This realization came to me a few weeks ago while I was driving back from work at the boathouse. I’m a coxswain for corporate rowing teams and practice had been a disaster. The boat was offset, the crew was grouchy and whiny, and I was freezing. However, after the first few minutes of the car ride home, consisting mostly of me grumbling and swearing under my breath, “Blinded by the Light” by Manfred Mann’s Earth Band came on the radio. Immediately, a smile took over the horrid mood practice had put me in, and I cranked the volume, belted the words I knew, and air-guitared the hell out of it at every stoplight. While this song isn’t anywhere close to musical genius, what made it brighten my mood so suddenly was the very simple memory I will forever associate with it.

This memory took place when I was a freshman in high school, the time in your life when you want to curl up and disappear into independent adulthood any time your parents open their mouths. My mom was giving a few of my friends and me a ride home and “Blinded by the Light” began to play. My mom started singing along quite loudly, an already humiliating act. Then she proceeded to jump from humiliating to mortifying in 2.5 seconds. After singing the line “Blinded by the light/revved up like a deuce/another runner in the night,” she felt the need to pose the following question to the group of six fourteen-year-olds in the backseat of her van: “Do you guys think they’re saying ‘deuce’ or ‘douche’?” But no matter how red my face was and how destroyed I believed my social life to be at the time, Mom and I have had some great laughs about it since then.

However pointless and silly that story may seem today, it still makes me smile and with every listen of that song comes that smile. This simple drive home made me realize how important those little memories are. “Shimmy Low” by The Clarks reminds me of my first concert where my aunt loudly requested the song, knowing it was my favorite and that I’d never have the guts to do so myself. The memory of driving around Pittsburgh the night my best friend got her driver’s license will always come to mind whenever a DJ picks “Unwritten” by Natasha Bedingfield.

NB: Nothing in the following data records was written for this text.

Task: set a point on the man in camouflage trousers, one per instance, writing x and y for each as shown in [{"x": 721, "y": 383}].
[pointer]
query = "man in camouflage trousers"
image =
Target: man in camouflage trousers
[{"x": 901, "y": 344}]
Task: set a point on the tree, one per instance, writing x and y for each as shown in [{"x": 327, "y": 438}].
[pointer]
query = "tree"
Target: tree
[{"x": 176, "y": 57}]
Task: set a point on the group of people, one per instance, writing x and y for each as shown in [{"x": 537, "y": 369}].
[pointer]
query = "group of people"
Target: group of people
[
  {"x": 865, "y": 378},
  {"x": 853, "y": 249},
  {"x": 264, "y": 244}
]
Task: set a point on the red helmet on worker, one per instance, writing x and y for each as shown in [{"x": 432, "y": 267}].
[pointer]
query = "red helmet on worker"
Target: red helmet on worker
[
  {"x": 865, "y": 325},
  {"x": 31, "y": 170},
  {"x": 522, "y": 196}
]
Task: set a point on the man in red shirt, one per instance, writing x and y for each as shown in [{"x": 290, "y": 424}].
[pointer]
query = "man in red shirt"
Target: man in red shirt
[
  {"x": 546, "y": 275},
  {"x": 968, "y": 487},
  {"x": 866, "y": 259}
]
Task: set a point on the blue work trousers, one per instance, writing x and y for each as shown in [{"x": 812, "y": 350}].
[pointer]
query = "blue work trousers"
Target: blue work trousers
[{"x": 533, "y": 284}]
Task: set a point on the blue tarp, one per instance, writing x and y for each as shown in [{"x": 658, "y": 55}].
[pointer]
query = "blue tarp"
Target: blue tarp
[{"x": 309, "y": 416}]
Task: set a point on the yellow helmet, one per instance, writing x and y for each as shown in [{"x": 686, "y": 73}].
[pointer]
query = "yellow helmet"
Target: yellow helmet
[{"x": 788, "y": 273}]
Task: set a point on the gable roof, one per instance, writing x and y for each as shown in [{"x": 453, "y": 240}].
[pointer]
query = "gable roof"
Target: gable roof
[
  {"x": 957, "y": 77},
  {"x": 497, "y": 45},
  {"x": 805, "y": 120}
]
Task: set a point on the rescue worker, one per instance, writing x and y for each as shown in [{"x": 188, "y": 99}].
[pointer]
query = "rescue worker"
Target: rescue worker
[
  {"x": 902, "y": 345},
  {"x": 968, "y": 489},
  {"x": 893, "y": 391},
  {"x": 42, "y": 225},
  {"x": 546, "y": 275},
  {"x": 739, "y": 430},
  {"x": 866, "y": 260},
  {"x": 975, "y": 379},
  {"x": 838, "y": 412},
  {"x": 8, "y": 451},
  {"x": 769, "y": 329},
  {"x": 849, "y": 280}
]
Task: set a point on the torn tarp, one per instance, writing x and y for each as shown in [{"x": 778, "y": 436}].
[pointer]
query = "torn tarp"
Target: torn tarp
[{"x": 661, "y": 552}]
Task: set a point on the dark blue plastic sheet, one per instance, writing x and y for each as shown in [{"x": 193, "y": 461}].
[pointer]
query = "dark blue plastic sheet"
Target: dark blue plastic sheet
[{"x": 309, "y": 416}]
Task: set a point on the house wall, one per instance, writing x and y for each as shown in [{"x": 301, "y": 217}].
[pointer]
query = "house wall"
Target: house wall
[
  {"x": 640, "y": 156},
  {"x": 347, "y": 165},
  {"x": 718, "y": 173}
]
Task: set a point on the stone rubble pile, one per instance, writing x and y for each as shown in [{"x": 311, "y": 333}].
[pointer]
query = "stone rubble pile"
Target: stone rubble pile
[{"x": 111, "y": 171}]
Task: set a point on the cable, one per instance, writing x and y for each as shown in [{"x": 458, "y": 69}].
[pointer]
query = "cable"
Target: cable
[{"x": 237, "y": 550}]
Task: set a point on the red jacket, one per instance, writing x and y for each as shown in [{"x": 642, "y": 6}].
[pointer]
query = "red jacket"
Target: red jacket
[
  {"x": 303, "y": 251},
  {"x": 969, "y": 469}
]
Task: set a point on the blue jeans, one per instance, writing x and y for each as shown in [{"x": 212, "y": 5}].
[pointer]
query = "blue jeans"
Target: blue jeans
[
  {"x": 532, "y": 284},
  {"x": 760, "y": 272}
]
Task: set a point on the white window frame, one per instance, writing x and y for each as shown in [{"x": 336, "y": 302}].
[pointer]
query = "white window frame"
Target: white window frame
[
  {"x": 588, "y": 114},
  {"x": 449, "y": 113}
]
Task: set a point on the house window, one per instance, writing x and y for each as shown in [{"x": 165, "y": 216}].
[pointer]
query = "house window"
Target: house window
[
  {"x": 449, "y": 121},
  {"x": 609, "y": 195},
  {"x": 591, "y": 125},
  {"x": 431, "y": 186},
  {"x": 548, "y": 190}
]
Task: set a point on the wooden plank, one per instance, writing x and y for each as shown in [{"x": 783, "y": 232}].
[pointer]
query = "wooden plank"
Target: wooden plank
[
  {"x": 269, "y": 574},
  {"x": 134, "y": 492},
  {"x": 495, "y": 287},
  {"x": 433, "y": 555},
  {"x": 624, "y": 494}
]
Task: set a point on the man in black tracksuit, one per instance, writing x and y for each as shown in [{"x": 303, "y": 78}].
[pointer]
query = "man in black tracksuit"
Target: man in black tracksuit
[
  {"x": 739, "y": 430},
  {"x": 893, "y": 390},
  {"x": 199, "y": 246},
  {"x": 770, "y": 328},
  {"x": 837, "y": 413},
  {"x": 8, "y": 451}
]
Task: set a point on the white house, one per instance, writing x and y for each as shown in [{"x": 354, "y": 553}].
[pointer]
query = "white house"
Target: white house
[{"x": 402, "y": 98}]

Whichever radio station you choose gives you the randomness of songs, and with it the randomness of memories. Every three to four minutes contains a new opportunity to have a bad or mediocre mood magically transformed into a contagious smile. While so many things can ruin a day, it only takes something as simple as a car radio to make all the bad seem as though it never happened. This I believe.

Molly Walter now lives in Boston with her boyfriend and two cats. She works as a campus recruiter for a large tech company, and she admits she watches too much television. She and her mother still call each other anytime "Blinded by the Light" comes on the radio.